Crosby attended the Penguins’ off-day practice Monday, but there still wasn’t any word whether he might be closer to returning—or if his season has ended.
Whether it was because Crosby was hurt, or any possible regrets about the Savard hit, Cooke has appeared to be more cognizant of not delivering head-high hits, saying he has pulled away from hits he once would have made. Last month, coach Dan Bylsma said Cooke has been called to his office multiple times for not finishing hits.

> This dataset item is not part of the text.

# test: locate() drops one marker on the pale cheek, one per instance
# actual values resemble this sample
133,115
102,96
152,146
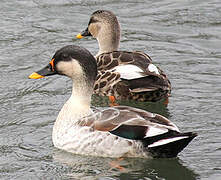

“But, the way he can make an opponent think when he’s on the ice, he’s great to have on our side,” Penguins forward Pascal Dupuis said. “I played against him for seven years before being a teammate of his and obviously hated him. He’s real effective at his game.”
Penguins defenceman Matt Niskanen has changed his opinion of Cooke since being traded from Dallas to Pittsburgh last month. Cooke, who has 11 goals and 17 assists in 62 games, has shown Niskanen more of an offensive touch than he expected, although Cooke has only three goals in 24 games.
“I like him now. He’s a real agitator, a thorn-in-your-side kind of guy, hard to play against,” Niskanen said. “He’s going to be a factor in most games. He’s one of those guys you love to have on your team, but he’s a pain in the butt to play against.”